При допросе главная задача — установить как можно больше лиц, сотрудничающих с нацистами.
— Да тоже окруженцем представился. Такой весь — ну без мыла сами знаете куда влезет. Алексием все назывался. Он его и сдал.
— Приметы?
— Невысокий, худощавый, но подвижный. Лет двадцати пяти. На щеке справа едва видимый шрам. Когда говорит, кажется, что криво усмехается. А еще глаза такие пронзительно зеленые…
— Ну-ка, — меня как током пронзило. — А кто он, откуда?
— Намекал, что в Москве часто бывал. Про кинотеатр «Уран» рассказывал. Вспоминал, какие фильмы там смотрел.
Господи, ну бывают в жизни совпадения. Ведь время от времени вспоминал об этом мерзавце. Вот он и нарисовался. Или не он?
Тимошенька Курганов, моя педагогическая неудача. Советская педагогика утверждала, что в каждом человеке в основе есть доброе и вечное. Но в нем имелись только лживость и злоба. И он был концентрацией чистого, как философский камень, эгоизма.
Родители его из купеческого сословия переобулись в нэпманы, а потом в завсклады. Я убеждал их воздействовать на сына — парня способного, артистичного, но с изъянами в воспитании, которые без участия родителей исправить невозможно.
Отец его передо мной лебезил — считал как бы представителем власти, и восклицал:
— Что, сынок подрался, нахамил? Ну, будет ему кузькина мать!
На следующий день Тимошенька пришел с фингалом и проблеял, что упал. Вести себя лучше не стал, но сделался гораздо изворотливее. Как я понял, нэпман дал ему отцовский наказ, закрепленный синяком, — не высовывайся, хочешь что-то получить, так делай это тихо.

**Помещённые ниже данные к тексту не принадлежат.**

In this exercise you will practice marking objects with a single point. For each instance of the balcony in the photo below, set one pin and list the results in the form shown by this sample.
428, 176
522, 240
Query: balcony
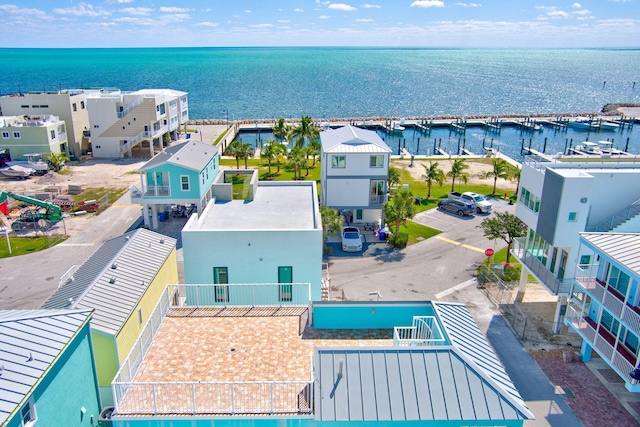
538, 269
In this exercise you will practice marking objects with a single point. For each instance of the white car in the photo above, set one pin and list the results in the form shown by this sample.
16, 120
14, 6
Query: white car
351, 239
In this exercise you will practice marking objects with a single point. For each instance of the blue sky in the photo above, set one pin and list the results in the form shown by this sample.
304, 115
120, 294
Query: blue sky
429, 23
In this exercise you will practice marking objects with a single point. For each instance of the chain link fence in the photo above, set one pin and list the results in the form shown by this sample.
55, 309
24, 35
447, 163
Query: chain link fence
526, 326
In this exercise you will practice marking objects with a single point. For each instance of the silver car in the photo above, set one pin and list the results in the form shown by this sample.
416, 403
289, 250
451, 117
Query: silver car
351, 239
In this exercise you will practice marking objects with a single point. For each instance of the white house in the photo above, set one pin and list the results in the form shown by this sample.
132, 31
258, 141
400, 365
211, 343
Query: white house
121, 121
69, 105
557, 201
274, 235
355, 167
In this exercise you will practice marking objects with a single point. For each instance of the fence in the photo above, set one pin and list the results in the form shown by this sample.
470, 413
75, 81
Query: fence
525, 327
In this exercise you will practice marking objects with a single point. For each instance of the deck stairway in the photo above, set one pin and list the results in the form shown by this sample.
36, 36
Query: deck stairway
617, 219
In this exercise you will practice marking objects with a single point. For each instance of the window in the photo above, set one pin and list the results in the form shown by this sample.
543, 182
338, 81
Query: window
376, 161
338, 161
221, 277
376, 192
184, 182
285, 292
28, 414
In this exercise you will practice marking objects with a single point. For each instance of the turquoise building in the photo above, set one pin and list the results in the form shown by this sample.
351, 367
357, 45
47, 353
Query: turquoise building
181, 174
47, 373
604, 307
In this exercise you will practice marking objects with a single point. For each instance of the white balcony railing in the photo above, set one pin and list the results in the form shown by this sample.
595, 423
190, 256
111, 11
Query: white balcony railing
261, 397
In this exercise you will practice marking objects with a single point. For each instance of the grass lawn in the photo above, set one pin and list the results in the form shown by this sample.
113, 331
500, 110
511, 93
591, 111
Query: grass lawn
27, 245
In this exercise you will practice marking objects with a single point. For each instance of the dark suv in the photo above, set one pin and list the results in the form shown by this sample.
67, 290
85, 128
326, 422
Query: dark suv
458, 207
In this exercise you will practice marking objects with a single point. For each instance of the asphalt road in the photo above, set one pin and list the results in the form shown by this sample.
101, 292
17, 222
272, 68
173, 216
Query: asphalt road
420, 271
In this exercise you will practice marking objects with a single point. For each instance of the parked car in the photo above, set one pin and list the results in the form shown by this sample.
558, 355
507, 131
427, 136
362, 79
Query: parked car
459, 207
351, 239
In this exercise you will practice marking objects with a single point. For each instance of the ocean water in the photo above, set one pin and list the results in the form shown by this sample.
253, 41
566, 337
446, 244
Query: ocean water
256, 83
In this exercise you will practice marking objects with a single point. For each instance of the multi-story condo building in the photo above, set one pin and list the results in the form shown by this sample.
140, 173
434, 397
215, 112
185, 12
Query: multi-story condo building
355, 168
558, 200
604, 307
143, 120
69, 105
32, 134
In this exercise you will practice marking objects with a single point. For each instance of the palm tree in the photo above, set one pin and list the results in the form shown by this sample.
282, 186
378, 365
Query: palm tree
458, 168
393, 177
268, 153
305, 130
317, 148
399, 208
432, 173
297, 161
501, 169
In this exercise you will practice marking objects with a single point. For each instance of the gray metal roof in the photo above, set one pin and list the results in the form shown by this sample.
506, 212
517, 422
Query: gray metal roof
190, 154
464, 334
114, 292
405, 384
30, 342
624, 248
350, 139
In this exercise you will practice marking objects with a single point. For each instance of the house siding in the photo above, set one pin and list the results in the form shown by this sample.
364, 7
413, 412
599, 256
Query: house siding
69, 386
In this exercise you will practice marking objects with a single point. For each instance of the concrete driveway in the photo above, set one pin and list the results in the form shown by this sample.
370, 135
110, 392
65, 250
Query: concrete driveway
420, 271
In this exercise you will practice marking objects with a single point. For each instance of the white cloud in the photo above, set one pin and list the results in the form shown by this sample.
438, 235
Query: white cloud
342, 6
137, 10
206, 24
173, 9
425, 4
81, 9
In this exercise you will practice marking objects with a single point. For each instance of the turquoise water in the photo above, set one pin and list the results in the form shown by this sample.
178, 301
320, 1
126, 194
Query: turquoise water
254, 83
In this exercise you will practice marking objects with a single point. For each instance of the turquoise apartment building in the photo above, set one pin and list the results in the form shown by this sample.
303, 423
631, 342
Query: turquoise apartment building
181, 174
47, 373
604, 305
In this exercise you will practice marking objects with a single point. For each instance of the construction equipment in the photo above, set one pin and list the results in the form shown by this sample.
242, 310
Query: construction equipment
34, 219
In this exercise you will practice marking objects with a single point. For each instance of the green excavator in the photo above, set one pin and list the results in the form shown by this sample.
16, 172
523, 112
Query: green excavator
33, 219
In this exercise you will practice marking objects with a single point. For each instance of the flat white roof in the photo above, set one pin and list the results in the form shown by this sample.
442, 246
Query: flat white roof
284, 206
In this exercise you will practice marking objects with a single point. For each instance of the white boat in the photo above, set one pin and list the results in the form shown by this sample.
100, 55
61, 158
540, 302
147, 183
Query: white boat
17, 172
34, 161
588, 147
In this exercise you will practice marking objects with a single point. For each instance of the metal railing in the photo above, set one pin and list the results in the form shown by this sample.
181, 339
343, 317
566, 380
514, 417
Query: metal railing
538, 269
264, 397
616, 219
232, 398
424, 332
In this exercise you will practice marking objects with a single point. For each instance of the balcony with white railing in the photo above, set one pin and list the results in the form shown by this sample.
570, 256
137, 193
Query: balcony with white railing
539, 270
205, 350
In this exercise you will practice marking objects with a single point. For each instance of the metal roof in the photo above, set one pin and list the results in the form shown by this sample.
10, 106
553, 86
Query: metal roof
405, 384
190, 154
621, 247
114, 278
30, 342
350, 139
461, 381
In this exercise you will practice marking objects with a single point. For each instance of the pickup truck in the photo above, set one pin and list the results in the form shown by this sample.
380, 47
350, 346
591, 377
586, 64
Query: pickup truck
482, 204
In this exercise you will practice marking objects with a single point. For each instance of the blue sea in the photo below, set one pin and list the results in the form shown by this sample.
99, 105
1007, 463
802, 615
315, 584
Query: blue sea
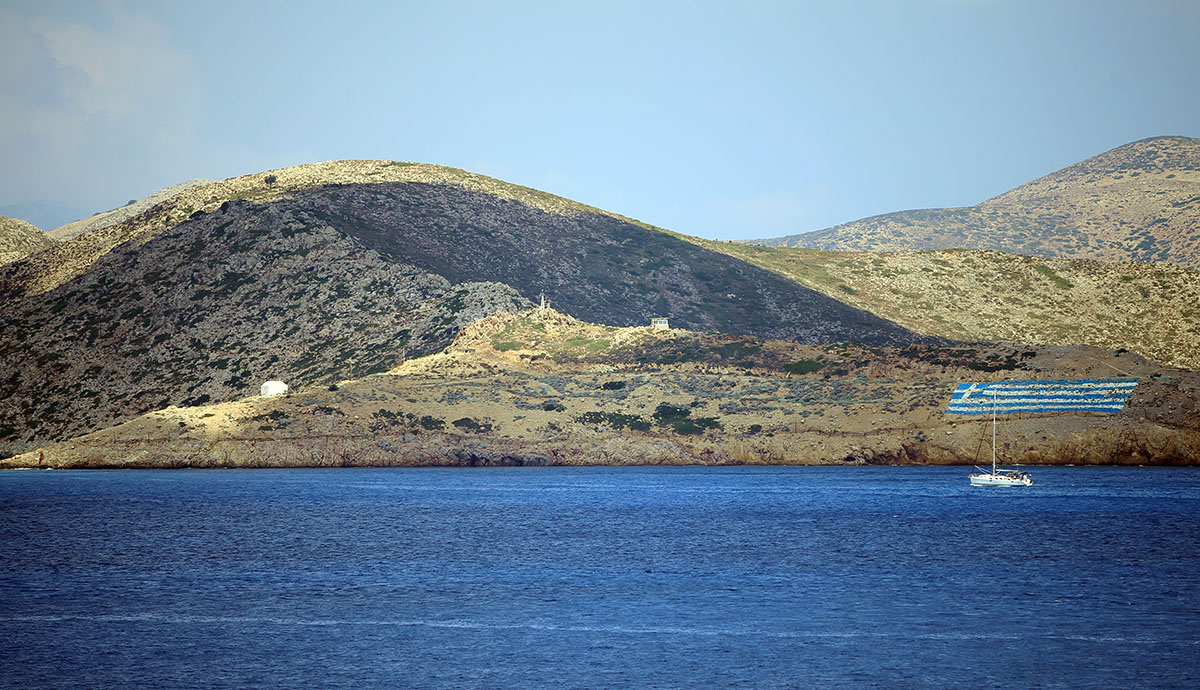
599, 577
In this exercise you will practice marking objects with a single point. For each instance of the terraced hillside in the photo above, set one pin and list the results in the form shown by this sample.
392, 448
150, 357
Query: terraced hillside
19, 239
971, 294
1139, 202
541, 388
313, 280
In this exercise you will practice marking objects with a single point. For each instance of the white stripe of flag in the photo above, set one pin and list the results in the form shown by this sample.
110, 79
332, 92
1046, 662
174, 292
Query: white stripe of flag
1033, 396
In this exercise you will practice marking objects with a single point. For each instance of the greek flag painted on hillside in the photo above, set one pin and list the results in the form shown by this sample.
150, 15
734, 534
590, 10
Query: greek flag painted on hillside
1035, 396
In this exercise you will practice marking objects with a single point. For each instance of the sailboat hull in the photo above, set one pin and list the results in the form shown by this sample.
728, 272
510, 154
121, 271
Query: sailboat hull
1001, 480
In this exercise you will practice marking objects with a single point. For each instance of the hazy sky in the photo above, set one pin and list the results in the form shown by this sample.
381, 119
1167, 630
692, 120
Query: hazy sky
726, 120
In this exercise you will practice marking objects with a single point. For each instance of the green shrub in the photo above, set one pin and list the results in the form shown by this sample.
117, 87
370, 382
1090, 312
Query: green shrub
432, 424
803, 366
616, 420
471, 425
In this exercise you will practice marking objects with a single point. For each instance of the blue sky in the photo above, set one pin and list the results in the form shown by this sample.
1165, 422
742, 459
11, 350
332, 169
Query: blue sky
727, 120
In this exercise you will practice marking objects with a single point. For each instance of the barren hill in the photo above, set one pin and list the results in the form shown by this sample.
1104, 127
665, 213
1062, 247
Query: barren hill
19, 239
1139, 202
312, 275
976, 294
543, 388
108, 219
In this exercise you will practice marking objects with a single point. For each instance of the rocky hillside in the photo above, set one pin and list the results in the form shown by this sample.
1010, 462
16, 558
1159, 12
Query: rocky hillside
19, 239
973, 294
301, 276
1139, 202
541, 388
130, 210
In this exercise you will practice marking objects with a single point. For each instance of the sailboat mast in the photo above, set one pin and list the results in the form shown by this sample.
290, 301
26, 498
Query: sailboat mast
994, 432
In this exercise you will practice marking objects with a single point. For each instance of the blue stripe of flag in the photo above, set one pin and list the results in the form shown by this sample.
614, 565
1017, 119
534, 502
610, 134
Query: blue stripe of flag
1035, 396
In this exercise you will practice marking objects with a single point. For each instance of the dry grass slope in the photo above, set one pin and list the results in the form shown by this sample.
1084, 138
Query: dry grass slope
19, 239
965, 294
541, 388
1139, 202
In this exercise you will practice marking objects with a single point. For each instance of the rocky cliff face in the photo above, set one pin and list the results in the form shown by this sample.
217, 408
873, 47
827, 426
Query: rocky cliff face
1139, 202
543, 388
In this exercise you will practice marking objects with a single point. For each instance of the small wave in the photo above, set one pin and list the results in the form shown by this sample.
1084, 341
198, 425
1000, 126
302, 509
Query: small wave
691, 631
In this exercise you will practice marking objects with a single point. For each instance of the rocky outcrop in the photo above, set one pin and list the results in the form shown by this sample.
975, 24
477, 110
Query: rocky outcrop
130, 210
209, 310
19, 239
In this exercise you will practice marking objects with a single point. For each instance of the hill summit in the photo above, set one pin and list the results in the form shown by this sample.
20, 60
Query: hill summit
1138, 202
339, 270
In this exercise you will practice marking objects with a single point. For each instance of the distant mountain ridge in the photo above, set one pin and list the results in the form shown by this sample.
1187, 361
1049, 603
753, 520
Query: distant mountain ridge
127, 211
1138, 202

Потом Тимофей связался с уголовной шушерой. А когда отца взяло ОГПУ за махинации, и он остался с матерью, то окончательно распоясался. Ох, сколько связано у меня с этим мерзким шакаленком. Точнее, шакаленком он был в конце двадцатых годов. Потом вырос в такого упитанного шакала.
Неужели он? Сретенка, кинотеатр «Уран»… Очень может быть. И отличительные приметы. Или все же не он? Да ладно, все равно свои соображения надо написать в рапорте. А там время покажет — он или не он. Но такое вполне в его духе…
Троицу отправили в спецгруппу нашего фронтового отдела, занимавшуюся дезинформацией противника через задержанных агентов. Слышал, что потом через этого радиста-эмигранта дезинформации скормили немцам немало, да еще такой жирной, наваристой. Думаю, мы ею не одну солдатскую жизнь сберегли, смешав немцам планы прорывов и окружений. Да еще приняли борт с пятью парашютистами. Но это уже была не моя забота.